Once severe arthritis has developed within the shoulder joint, pain can be quite difficult to treat. The choices you have made are reasonable to continue if they provide some relief. Oral or injected steroids can also be very helpful but should not be overused. The results can be variable with improvement in pain for days, weeks or months. Although you mentioned that you are “allergic” to nonsteroidal anti-inflammatory medications (NSAIDs), it is important to distinguish this from intolerance. An allergic response typically produces a rash. Intolerance can often be avoided by protecting the stomach or using a different class of NSAID. Topical NSAIDs are also now available.

Surgical replacement of the shoulder has significantly improved in recent years.

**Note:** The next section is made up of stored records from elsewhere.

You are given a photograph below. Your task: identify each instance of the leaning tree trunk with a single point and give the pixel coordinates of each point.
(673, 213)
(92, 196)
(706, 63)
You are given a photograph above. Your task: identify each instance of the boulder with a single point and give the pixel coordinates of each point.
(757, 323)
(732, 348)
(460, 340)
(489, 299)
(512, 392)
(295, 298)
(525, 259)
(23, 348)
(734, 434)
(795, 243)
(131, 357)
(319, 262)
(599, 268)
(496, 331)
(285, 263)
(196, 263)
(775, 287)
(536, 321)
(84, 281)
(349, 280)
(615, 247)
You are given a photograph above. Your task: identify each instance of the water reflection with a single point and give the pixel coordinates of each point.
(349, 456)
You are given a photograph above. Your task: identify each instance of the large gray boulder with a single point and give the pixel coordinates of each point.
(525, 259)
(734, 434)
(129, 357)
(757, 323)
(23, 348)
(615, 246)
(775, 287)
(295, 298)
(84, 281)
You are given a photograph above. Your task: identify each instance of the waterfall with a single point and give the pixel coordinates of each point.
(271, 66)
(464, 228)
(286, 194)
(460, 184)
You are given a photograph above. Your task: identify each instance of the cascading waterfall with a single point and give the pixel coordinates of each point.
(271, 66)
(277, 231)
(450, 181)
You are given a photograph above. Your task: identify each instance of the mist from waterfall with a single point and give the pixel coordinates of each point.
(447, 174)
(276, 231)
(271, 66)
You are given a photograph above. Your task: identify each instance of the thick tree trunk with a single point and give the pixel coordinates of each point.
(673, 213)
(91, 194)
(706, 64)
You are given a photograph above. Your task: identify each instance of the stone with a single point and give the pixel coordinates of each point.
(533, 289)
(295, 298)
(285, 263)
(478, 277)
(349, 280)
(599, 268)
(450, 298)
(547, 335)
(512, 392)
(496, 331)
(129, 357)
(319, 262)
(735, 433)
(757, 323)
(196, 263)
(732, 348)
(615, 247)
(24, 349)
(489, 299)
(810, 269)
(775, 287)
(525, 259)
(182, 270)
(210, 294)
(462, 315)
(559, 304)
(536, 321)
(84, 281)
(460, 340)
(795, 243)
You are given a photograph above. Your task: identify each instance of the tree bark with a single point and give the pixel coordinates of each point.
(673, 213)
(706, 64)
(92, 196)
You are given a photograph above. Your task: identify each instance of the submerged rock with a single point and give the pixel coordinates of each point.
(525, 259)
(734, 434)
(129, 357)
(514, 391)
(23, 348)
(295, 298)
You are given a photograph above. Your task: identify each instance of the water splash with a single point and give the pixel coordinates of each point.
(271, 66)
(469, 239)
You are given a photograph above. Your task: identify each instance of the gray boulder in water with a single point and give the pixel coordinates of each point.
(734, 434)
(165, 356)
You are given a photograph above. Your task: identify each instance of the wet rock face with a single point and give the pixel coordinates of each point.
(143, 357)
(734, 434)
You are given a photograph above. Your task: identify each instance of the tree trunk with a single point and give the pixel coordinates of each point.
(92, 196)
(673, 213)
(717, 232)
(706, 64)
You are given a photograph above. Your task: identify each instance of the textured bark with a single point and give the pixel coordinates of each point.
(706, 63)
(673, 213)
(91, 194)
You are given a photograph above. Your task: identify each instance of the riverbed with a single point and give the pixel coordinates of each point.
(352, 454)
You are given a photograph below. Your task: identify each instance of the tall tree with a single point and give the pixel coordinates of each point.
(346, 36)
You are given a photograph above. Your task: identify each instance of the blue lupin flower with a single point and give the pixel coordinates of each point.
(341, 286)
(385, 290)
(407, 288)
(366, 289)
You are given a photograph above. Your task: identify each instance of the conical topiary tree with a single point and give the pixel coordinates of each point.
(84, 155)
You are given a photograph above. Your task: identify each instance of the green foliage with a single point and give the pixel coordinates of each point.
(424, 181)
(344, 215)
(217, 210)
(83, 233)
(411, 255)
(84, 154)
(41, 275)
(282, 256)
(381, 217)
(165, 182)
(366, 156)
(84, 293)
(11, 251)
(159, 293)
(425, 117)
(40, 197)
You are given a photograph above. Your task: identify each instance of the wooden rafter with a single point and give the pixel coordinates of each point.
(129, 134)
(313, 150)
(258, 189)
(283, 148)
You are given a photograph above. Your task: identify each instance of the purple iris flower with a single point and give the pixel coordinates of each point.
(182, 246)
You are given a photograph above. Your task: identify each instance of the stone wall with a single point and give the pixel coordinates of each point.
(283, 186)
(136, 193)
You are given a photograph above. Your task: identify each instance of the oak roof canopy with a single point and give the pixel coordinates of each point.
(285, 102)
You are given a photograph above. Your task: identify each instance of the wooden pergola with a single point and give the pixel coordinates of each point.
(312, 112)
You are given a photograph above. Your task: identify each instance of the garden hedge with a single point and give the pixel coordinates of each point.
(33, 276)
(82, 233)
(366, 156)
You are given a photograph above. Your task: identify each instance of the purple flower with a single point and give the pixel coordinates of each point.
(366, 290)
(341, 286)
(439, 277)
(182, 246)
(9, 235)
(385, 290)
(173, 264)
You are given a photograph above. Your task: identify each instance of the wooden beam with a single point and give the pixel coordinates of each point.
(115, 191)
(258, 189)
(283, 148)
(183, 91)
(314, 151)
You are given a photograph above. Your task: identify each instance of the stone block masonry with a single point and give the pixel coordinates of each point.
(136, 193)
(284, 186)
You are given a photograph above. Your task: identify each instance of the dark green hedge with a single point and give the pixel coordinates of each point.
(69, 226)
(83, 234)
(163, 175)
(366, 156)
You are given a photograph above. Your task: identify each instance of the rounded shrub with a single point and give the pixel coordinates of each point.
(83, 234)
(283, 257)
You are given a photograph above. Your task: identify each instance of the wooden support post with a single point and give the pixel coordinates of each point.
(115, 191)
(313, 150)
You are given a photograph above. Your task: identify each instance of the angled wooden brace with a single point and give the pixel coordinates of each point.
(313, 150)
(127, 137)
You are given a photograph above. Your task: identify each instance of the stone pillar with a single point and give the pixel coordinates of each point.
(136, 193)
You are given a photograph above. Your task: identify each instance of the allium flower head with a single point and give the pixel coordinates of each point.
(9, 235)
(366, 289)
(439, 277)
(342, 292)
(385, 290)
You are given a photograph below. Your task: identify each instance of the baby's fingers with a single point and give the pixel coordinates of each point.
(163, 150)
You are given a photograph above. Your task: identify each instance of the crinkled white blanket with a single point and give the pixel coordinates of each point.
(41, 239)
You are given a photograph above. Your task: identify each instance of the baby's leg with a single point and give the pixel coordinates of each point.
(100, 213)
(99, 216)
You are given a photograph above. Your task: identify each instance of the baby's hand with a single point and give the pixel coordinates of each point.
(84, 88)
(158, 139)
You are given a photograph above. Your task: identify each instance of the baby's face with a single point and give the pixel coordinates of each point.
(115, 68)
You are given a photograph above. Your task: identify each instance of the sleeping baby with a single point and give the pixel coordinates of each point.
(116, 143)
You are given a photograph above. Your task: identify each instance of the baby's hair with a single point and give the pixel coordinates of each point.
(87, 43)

Polio survivors pose an extra challenge however, due to weakness of the muscles stabilizing the shoulder and osteoporotic bones. In severely arthritic shoulders, replacement surgery can provide a dramatic reduction in pain but risks need to be assessed carefully and I would always recommend more than one orthopedic opinion.

Lastly, it is important to be aware of adhesive capsulitis (frozen shoulder). With any of the above shoulder problems, reduction in shoulder range of motion over a significant period of time can lead to restriction in the shoulder capsule. This sets up an inflammatory cycle whereby more pain is produced, leading to less range of motion that leads to even further tightness and more pain. Maintaining shoulder range of motion is essential and can be achieved through relatively simple home exercises taught by most physical therapists.

I hope this information helps. I encourage you to see a shoulder specialist to discuss your particular shoulder issue. Bringing a friend or loved one can help you to be sure questions get answered. Don’t hesitate to say you will think about their suggestions if you need time to consider them (especially if surgery is recommended).

Don’t be surprised if you feel you need to see more than one specialist to find one that you feel confident in. It will likely be worth the investment of time and energy.